There's blackness, if you like; there's
depth. It's like a cloak of velvet to look into. But you can't
see the bottom--no, not in the daytime. Listen!"
Pritchard sat up. For a few moments neither spoke. A dozen
yards or so off, a scattered group--the rest of the party--were
playing cards around a fire. The green wood crackled, an
occasional murmur of voices, a laugh or an exclamation, came to
their ears, but for the rest, an immense, a wonderful silence, a
silence which seemed to spread far away over that weird, half-
invisible world! Tavernake listened reverently.
"Isn't it marvelous!" he exclaimed. "We haven't seen a human
being except our own party, for three days.
There probably isn't one within hearing of us now. Very likely
no living person has ever set foot in this precise spot."

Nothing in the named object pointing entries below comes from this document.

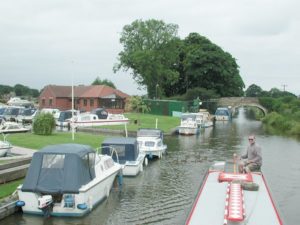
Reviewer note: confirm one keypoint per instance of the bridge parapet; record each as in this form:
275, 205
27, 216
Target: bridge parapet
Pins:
236, 102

"Oh, it's big," Pritchard admitted, "it's big and it's restful,
but it isn't satisfying. It does for you for a time because you
started life wrong and you needed a reaction. But for me--ah,
well!" he added, "I hear the call right across these thousands of
miles of forests and valley and swamp. I hear the electric cars
and the clash of the overhead railway, I see the flaring lights
of Broadway and I hear the babel of tongues. I am going back to
it, Tavernake. There's plenty to go on with. We've done more
than carry out our program."
"Back to New York!" Tavernake muttered, disconsolately.
"So you're not ready yet?" Pritchard demanded.